Caroline nods. “But I don’t know anything about this.”
“She didn’t say anything about a little girl?”
“No. Nothing at—” Caroline stops, remembering. “She did say something.”
The officers wait, pens poised over their notes.
“She said…” Caroline closes her eyes, trying to remember. “She told Jeremy he was like a little girl, afraid of everything…she kept talking about stuff like that.”
“Like what?”
“You know…fear. Like, she said something about how some people are afraid of being trapped in small spaces…”
The two women look at each other, then again at Caroline.
“The child we’re trying to find has a severe case of claustrophobia,” the humorless officer tells her. “She might have hidden her somewhere to scare her. Do you have any idea where she might have—”
Caroline gasps. “Yes! The basement!”
“Excuse me…I’m sorry to interrupt, but this is urgent.”
Looking up to see a female police officer poking her head into the living room, Jeremy welcomes the interruption. Sitting here, telling the detectives about Papa—about what he went through, in Mumbai, and here—it’s harder than he ever imagined it would be.

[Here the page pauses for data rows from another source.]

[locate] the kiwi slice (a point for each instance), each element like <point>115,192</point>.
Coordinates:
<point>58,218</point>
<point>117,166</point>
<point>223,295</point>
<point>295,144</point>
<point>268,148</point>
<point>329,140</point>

The only other person he’s ever told was La La—but that was almost as if he were talking to himself, purging his soul of the horror.
Little did he realize she was registering every last detail, planning to use the information to launch her vengeful crusade.
“We think she might have hidden the little girl somewhere in the basement,” the female officer announces from the doorway. “There must be a closet down there, or something.”
“There are a few,” Jeremy speaks up. “And there’s a wine cellar too, and a voice studio.”